Her geçen gün gelişen tıp dünyası, daha hapşırmanın nedenini çözemedi ama reklam dünyası, “hay sen çok yaşa” ile şıp diye çözüverdi.
Sağlık sigortası artık cebinizde.
Herhangi bir gelirinizin olmadığını da kanıtlarsanız, priminizi devlet ödeyecek.
Reklamı izleyen, ülkede sağlık sorunu yokmuş düşüncesine kapılabilir.
Ancak durum, o kadar kolaya kaçılmadan irdelendiğinde, sağlık sorununun katmerleşerek büyüdüğünü görür.
Hastanelere, dolayısıyla eczanelere işi düşmeyen memur, işçi, emekli yoktur.
Onlar, bu konuları yaşadıkları için ne dediğimi çok iyi anlıyorlardır.
Öyle canının istediği özel hastaneye git, muayeneni ol, gerekiyorsa ameliyat yapsınlar, yatırarak tedavi etsinler, kuruş ödemeden taburcu ol, sonra da istediğin eczaneye giderek kuruş ödemeden ilacını al !...
Öyle yağma yok.
Büyüklerimiz her ne kadar “sağlıkta reform yaptık, her şeyi düzelttik, benim vatandaşım artık hastanelerde çile çekmeyecek” diyorlarsa da hastaneye işi düşenler, bu işin böyle olmadığını çok iyi biliyorlar.

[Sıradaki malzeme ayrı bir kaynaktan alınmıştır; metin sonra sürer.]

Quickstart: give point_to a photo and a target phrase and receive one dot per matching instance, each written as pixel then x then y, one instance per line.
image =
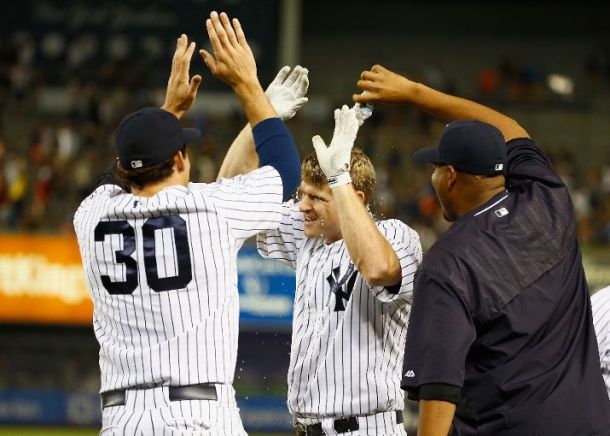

Eczaneler, devletin tahsilatçısı durumuna getirildi.
Kimsenin kimseyi kandırmadığı bir coğrafya dünyada yoktur ama bizim coğrafyada yaşayanlar, nedense hep salakmış gibi görünür.
Ve onun içindir ki her söylenene teslimiyet içinde inanırlar.
Ne zamana kadar?
Uygulamadaki zora koşmayı bizzat yaşayıp görünceye kadar.
Ondan sonra ne mi oluyor efendim?
İş işten geçmiş oluyor.
Yine de hay siz çok yaşayın…
X
Tüm müdahalelere rağmen terör bitmiyor.
Tüm müdahalelere rağmen, terör olaylarında yaralanıp hastanelere götürülenler kurtarılamıyor, şehit oluyor.
Tüm müdahalelere rağmen trafik terörü önlenemiyor.
Tüm müdahalelere rağmen, güney sınırımızdan girip çıkanlarla baş edilemiyor.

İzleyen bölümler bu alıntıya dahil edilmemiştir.